Sunday, July 13, 2008

So true...

(and that's what I've been trying to do since I last posted on Friday... learning to surf the *waves* instead of getting wiped out... and lemme tell you, there's a whole lot of falling off the darn board involved...)


Added at 11:25 am:
Ay, another wipe-out by a *wave* I didn't see coming...
And there seems to be a lot of what's expressed going around on the various blogs.

Summer time with kids on the spectrum is just so incredibly hard. I think most of us do a really good job at staying in the moment, only comparing how our kids are NOW to where they WERE. But then that school break comes along.. and with that the family and friends get-to-gethers, the increased unstructured social time, seeing packs of kids running around all day in your neighborhood...

All summer long, we get bombarded with situations where you can't help but notice that, no matter how far your child has come, they still have far to go compared to their neurotypical peers... And quite a few of us have to face up to the fact that our child may never catch up, that there may always be *stuff* that needs to be dealt with...

I remember talking on the phone with a dear friend about a year ago, and he was asking how our summer was going (and last summer was a tough one, having just started Step 2 of Dr. Amy's protocol with Salamander). And I fell silent as I could not find the words to express how torn up I was over the fact that I HAD to push through the truly horrendous detox Salamander was experiencing, that -I- had to *do this* to my child...

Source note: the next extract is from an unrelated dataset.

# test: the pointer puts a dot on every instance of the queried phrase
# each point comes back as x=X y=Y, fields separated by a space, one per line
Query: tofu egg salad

He *got* how much I was struggling to find the right words... And all he said was: "It must be SO hard." It took all I had to not start bawling in response...

Yes, it IS GD f#cking hard....

(Salamander woke up *totally mito* this morning, and just crashed. SHIT, SHIT, SHIT. No 10 year old boy should have to deal with this kind of crap when it is a gorgeous summer day and all the other kids are running around having a ball...)

3 Comments:

At 11:10 PM, July 13, 2008 , Anonymous Anonymous said...

I know its hard so very harddddddd, but you just have to keep pushing forward. I stop looking at the other kids Matthew's age and what they can do and I just keep pushing Matthew to be the best he can be. You have to believe in a better tomorrow with the step you take today. Your friend
Daniel
www.recoveringMatthew.blogspot.com

 
At 12:14 AM, July 14, 2008 , Anonymous Anonymous said...

My God woman, do you ever get a break? Seems just when you poke your head out from behind the bunker all hell breaks loose again. I am terribly sorry, but I know you are working your ass off to help Salamander.

Oh, and question in the back... What does "totally mito" mean exactly? We recently got word that certain markers indicate Charlie is "a mito kid" - this happened when all hell broke loose around here a few weeks ago. I have yet to truly investigate what this means, as I've just turned our world right side up again. Back to the books/Google.

Feel free to email... I'm pulling for you guys, and so, so sorry S is having to go through this crap.

 
At 4:06 AM, July 14, 2008 , Blogger Petra said...

My thanks to you both (yup, up early). Salamander IS doing better, we'll take it nice and slow today and then we'll take it from there.

Jeanne, breaks are for 'sissies'.. LOL...I'll get back to you on the *totally mito* comment. It may take me a day (as the reason I'm up so friggin' early is to get work related stuff done that's due by 5 pm today). I'm pretty sure that in Charlie's case his lactate or pyruvate and/or the ratio of these two were 'off' (and combined with the elevated ammonia). Not surprising from your description of how he was. Give a holler if you haven't heard from me by sometime mid day tomorrow.